The Timid Cabbage
A Poem by Charles Krafft
Illustrated by Femke Hiemstra
(Sympathetic Press)
We rarely review children's books, but this one is so rich and subtle that it veritably demands our attention. The designers have managed to create a lovely volume you might find in a children's section of the bookstore or library sometime in the early 20th Century --- complete with generous graphite illustrations, in this case, those of Femke Hiemstra of Amsterdam. Each of the twenty-two full-page illustratons are generously given over to but a single line of the poem.And the poem? The pretense is that it is about a humble cabbage that sleeps and dreams of "banana flutes and pancake roots / and cups of hot moth tea." These odd manifestations cause the cabbage head to be chastised by the other plants in the field there next to the river:
Why don't you put your mind . . .
to something we can use
what need have we of fiddling snails
and pairs of penguin shoes?One does not have to be a rocket scientist to realize that this is a heavily symbolic poem, referring to the early sixteenth century concave set up to punish Martin Luther for his 95 Theses on the Power and Efficacy of Indulgences. The Diet of Worms is a reference to the worst enemy of the simple cabbage, Pieris rapae --- the common cabbage worm which does damage to brassica and other cabbage-family crops in fields and gardens throughout the world. In like manner, Lutheranism did immense damage to the Catholic Church. In May of 1521 a convocation (a "diet") was called at the Heylshof Garden at Worms of Rhineland-Palatinate, Germany. The convocation was designed to threaten Luther with excommunication, and thus defeat the 95 Theses.
"Snails and penguin shoes," in this charming "children's book" becomes a simalcrum of Luther's excoriation of the sales of indulgences, something as obviously fantastic (and as false) as shoes for a simple penguin (or the simple herrenvolk of Worms).
In turn "banana flutes" represent Luther's extreme opposition to holy "nepotism, simony, and usury." "Moth tea" singles out the stewardship of Pope Leo X (the lion who appears hidden in some of the gorgeous illustrations in this volume), all resulting in the inevitable growth of what we now know as the Age of Reason.
In one illustration, a bag appears next to two heads of cabbage with the word "vorrat" clearly imprinted on it. Few may know that this means "released," which would imply that Luther released northern Europeans from the locks of medieval religious thought. Indeed, his memorable if humble phrase, "Here I stand, I can do no other" could imply the good works of the humble cabbage --- yielding itself to be consumed, a simple nurturer for the simple peasants of these simple lands.

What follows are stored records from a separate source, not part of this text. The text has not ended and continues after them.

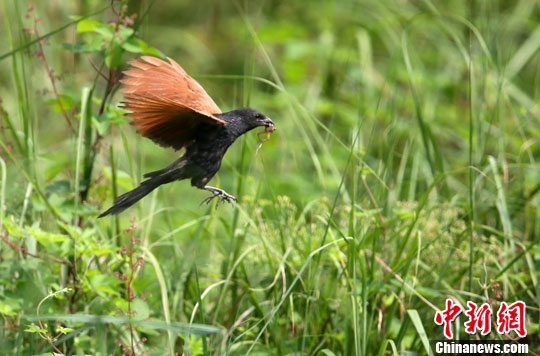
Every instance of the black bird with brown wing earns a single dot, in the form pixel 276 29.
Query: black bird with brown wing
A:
pixel 173 110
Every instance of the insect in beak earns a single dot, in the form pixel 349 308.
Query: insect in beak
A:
pixel 266 131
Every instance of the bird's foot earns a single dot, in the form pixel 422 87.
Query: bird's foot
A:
pixel 220 194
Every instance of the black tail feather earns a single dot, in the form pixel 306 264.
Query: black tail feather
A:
pixel 126 200
pixel 175 171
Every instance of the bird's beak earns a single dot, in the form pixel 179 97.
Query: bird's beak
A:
pixel 269 124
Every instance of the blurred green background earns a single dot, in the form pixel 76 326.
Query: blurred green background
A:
pixel 403 171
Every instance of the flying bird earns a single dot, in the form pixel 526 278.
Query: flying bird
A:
pixel 173 110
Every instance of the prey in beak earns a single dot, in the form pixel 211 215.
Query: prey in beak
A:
pixel 268 128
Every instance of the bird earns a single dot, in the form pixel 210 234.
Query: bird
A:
pixel 173 110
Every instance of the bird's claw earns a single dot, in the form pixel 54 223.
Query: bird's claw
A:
pixel 221 195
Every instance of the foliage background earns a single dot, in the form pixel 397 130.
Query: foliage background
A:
pixel 403 172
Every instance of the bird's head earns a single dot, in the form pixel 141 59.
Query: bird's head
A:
pixel 246 119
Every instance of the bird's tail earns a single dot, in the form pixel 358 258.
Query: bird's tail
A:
pixel 126 200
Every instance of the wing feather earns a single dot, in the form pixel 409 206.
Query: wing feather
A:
pixel 165 103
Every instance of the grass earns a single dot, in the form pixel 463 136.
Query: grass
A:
pixel 403 172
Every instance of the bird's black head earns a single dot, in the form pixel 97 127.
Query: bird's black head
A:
pixel 245 119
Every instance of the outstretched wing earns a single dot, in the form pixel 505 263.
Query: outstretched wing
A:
pixel 165 103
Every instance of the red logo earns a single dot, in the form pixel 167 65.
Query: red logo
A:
pixel 511 317
pixel 479 318
pixel 447 316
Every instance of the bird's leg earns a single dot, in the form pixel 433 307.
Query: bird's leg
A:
pixel 220 193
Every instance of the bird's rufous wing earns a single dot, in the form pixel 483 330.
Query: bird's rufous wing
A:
pixel 165 103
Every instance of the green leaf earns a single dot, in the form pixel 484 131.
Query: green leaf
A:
pixel 46 238
pixel 88 25
pixel 183 328
pixel 10 306
pixel 103 282
pixel 33 328
pixel 58 186
pixel 62 330
pixel 122 178
pixel 116 55
pixel 67 103
pixel 140 309
pixel 136 45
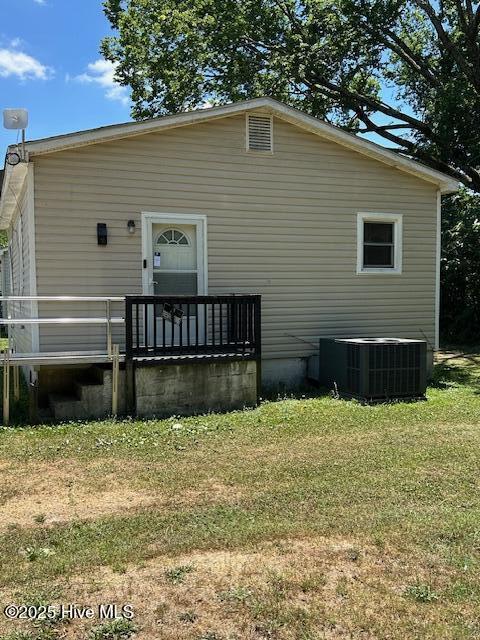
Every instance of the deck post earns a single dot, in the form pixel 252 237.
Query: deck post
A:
pixel 129 364
pixel 6 387
pixel 108 316
pixel 16 382
pixel 257 328
pixel 115 376
pixel 33 399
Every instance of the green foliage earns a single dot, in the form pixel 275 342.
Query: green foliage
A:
pixel 421 593
pixel 177 575
pixel 332 58
pixel 119 629
pixel 460 308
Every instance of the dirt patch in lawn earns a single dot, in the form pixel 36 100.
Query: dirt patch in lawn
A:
pixel 279 590
pixel 50 494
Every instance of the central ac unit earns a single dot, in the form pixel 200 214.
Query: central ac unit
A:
pixel 371 369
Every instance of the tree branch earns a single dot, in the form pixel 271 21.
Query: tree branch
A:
pixel 471 75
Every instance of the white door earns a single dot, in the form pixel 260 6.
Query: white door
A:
pixel 174 267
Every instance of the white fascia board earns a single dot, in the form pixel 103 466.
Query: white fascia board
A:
pixel 13 182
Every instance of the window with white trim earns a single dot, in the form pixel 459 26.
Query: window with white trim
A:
pixel 379 243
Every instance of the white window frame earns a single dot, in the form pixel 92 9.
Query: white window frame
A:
pixel 260 114
pixel 397 220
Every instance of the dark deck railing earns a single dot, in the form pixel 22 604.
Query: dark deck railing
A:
pixel 176 326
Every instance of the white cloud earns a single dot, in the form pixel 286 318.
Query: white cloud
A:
pixel 102 72
pixel 16 63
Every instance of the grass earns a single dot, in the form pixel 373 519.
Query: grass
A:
pixel 303 519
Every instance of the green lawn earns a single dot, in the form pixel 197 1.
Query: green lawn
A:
pixel 302 519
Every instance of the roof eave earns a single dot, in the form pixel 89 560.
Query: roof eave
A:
pixel 14 179
pixel 289 114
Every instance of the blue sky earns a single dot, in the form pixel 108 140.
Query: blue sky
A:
pixel 50 64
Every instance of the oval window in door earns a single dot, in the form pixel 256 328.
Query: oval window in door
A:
pixel 172 236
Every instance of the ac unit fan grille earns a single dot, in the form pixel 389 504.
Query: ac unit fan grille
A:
pixel 392 370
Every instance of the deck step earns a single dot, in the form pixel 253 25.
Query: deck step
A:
pixel 92 398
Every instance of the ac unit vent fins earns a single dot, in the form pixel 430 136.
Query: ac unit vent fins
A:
pixel 259 133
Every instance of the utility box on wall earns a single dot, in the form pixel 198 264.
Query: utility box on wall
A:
pixel 371 369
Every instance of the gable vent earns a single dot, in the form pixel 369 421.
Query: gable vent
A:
pixel 259 133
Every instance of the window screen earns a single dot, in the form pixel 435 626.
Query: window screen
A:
pixel 175 284
pixel 378 244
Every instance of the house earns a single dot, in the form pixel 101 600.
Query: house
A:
pixel 338 235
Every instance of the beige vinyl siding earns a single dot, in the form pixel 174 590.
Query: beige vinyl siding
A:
pixel 282 225
pixel 19 272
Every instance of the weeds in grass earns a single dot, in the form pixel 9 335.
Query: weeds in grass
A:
pixel 188 617
pixel 35 553
pixel 176 575
pixel 235 595
pixel 210 635
pixel 421 592
pixel 119 629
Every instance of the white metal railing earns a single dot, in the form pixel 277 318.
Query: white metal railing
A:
pixel 13 359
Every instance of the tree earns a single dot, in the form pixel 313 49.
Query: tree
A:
pixel 460 309
pixel 408 71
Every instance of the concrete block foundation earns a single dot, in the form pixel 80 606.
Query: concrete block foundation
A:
pixel 186 389
pixel 160 390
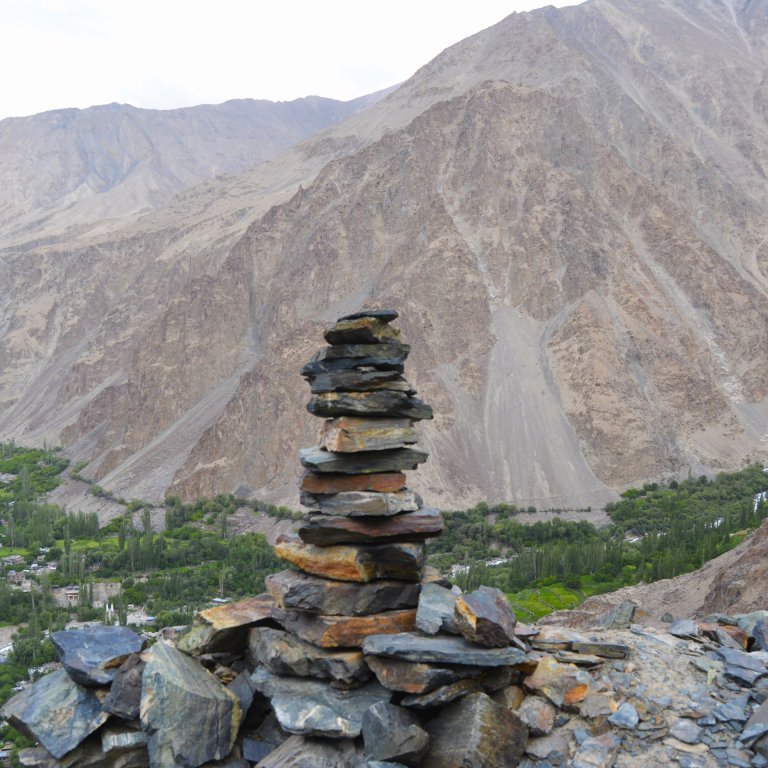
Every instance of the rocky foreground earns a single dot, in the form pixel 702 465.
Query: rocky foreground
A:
pixel 236 689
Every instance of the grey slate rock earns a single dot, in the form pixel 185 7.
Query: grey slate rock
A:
pixel 125 693
pixel 488 681
pixel 684 628
pixel 312 708
pixel 302 752
pixel 625 716
pixel 355 380
pixel 285 654
pixel 441 650
pixel 385 315
pixel 390 732
pixel 363 463
pixel 383 357
pixel 304 592
pixel 686 731
pixel 56 712
pixel 189 716
pixel 435 610
pixel 477 732
pixel 362 503
pixel 92 655
pixel 380 402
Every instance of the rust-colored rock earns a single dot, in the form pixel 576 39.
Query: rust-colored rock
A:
pixel 563 684
pixel 485 617
pixel 344 631
pixel 382 482
pixel 349 434
pixel 403 561
pixel 411 526
pixel 304 592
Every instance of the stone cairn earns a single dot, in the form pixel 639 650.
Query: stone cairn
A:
pixel 362 658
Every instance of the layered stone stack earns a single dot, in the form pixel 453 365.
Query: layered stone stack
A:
pixel 361 549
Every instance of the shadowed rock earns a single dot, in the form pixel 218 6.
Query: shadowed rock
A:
pixel 487 681
pixel 363 463
pixel 386 357
pixel 415 677
pixel 301 752
pixel 125 692
pixel 304 592
pixel 56 712
pixel 436 610
pixel 485 617
pixel 383 482
pixel 379 403
pixel 92 655
pixel 351 434
pixel 312 708
pixel 403 561
pixel 411 526
pixel 225 626
pixel 344 631
pixel 360 381
pixel 189 716
pixel 411 646
pixel 285 654
pixel 393 733
pixel 362 504
pixel 477 732
pixel 366 329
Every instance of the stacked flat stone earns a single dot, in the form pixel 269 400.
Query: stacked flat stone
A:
pixel 360 551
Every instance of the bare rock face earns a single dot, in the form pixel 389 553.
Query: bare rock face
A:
pixel 596 285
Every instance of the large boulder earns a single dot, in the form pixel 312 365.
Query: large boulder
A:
pixel 56 712
pixel 92 655
pixel 475 732
pixel 189 716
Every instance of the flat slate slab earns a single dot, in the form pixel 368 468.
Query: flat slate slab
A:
pixel 312 708
pixel 351 434
pixel 355 380
pixel 416 677
pixel 383 482
pixel 345 631
pixel 354 562
pixel 92 655
pixel 364 463
pixel 56 712
pixel 411 646
pixel 304 592
pixel 366 329
pixel 285 654
pixel 362 503
pixel 224 626
pixel 303 752
pixel 386 357
pixel 381 402
pixel 324 530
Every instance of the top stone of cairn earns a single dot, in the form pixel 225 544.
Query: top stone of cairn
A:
pixel 368 327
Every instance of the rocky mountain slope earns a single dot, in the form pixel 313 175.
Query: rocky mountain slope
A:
pixel 568 210
pixel 64 170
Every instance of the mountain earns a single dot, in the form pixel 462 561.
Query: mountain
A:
pixel 69 168
pixel 569 211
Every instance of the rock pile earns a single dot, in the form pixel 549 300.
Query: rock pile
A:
pixel 361 658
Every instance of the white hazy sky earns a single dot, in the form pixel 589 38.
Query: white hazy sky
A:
pixel 171 53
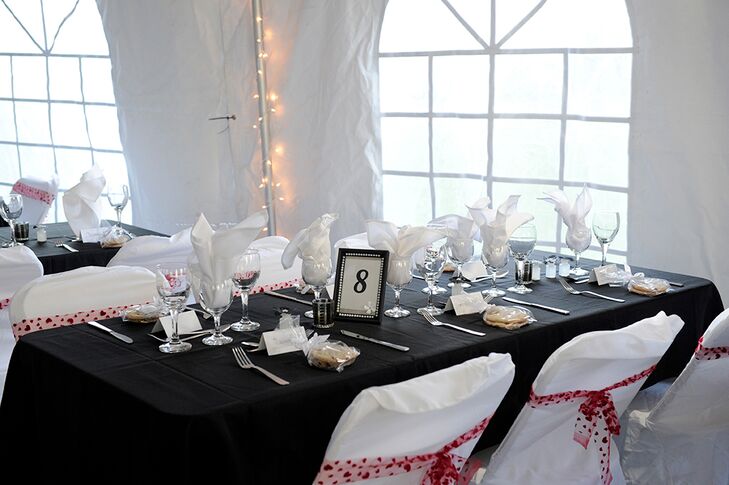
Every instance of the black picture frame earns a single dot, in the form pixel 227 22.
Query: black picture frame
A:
pixel 355 297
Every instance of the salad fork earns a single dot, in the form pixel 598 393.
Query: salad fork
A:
pixel 437 323
pixel 569 289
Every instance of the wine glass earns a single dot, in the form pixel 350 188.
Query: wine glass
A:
pixel 214 298
pixel 398 277
pixel 494 258
pixel 521 243
pixel 247 271
pixel 578 239
pixel 316 274
pixel 118 196
pixel 173 286
pixel 11 206
pixel 429 262
pixel 605 225
pixel 460 251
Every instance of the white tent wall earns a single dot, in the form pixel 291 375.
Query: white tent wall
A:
pixel 175 63
pixel 679 147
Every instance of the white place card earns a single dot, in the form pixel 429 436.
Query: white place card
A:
pixel 187 322
pixel 283 341
pixel 93 234
pixel 466 303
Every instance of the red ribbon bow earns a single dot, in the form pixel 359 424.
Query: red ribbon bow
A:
pixel 597 407
pixel 710 353
pixel 443 465
pixel 33 192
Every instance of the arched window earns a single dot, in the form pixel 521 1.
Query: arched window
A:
pixel 57 107
pixel 500 97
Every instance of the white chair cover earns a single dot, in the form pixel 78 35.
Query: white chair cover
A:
pixel 149 251
pixel 18 266
pixel 542 445
pixel 684 439
pixel 38 196
pixel 79 295
pixel 420 416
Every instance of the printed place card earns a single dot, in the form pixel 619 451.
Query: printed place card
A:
pixel 283 340
pixel 466 303
pixel 187 322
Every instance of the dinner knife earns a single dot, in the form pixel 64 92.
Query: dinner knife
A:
pixel 536 305
pixel 374 340
pixel 286 297
pixel 118 335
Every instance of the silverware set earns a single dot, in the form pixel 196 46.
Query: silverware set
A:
pixel 244 362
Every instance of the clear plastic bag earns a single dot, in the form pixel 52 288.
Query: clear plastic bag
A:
pixel 330 354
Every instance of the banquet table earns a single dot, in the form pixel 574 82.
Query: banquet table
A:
pixel 58 259
pixel 81 405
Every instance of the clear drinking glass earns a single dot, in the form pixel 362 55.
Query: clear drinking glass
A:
pixel 460 251
pixel 398 277
pixel 11 206
pixel 429 263
pixel 247 271
pixel 494 259
pixel 578 239
pixel 173 286
pixel 316 274
pixel 214 298
pixel 605 225
pixel 521 243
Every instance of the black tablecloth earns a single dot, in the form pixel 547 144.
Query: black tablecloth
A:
pixel 82 405
pixel 58 259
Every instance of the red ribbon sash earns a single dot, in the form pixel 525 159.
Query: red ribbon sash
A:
pixel 33 192
pixel 443 465
pixel 597 418
pixel 710 353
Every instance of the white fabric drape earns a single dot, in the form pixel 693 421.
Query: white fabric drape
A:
pixel 679 148
pixel 177 63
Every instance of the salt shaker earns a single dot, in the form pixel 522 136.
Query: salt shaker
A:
pixel 40 233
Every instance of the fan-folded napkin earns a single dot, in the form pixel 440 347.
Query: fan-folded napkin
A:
pixel 81 202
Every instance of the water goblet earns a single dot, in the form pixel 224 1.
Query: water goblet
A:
pixel 247 271
pixel 429 263
pixel 605 225
pixel 521 243
pixel 494 258
pixel 578 240
pixel 460 251
pixel 398 277
pixel 173 287
pixel 11 207
pixel 214 298
pixel 316 274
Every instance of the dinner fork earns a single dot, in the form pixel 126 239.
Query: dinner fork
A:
pixel 245 363
pixel 437 323
pixel 569 289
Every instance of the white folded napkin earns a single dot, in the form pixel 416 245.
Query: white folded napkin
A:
pixel 313 246
pixel 81 202
pixel 216 252
pixel 573 215
pixel 496 226
pixel 401 242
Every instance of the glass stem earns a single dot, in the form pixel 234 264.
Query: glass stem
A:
pixel 244 305
pixel 175 338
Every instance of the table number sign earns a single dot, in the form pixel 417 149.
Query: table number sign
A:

But there is yet one more evolution of the spirit that is at the heart of the symbolic scripture in The Timid Cabbage. In the concluding lines, we find a another implied "vorrat" --- one that leads us from western Christianity straight into the more gentle discipleship of eastern spiritual ways.
"I've gone to Kathmandu"
the note he left us said
there's a man up there I have to meet
whose beard is long and red..."This is as elegant a similie as one could want, for it assures us that the release from the Mother church to Protestantism and finally to the reality of the eight-fold path (represented by the exhortation to free oneself in the chains of life):
"Why don't you dream up something real
something we can see
or find yourself a cabbagette
and raise a family."At the beginning of this review, we referred to The Timid Cabbage as a children's book. Nothing could be further from the truth. It is, instead, a powerful emblem of one of the key historical events in the West --- told in such simple terms --- one that may well deceive those who cannot envision profound truths appearing in the most humble guise.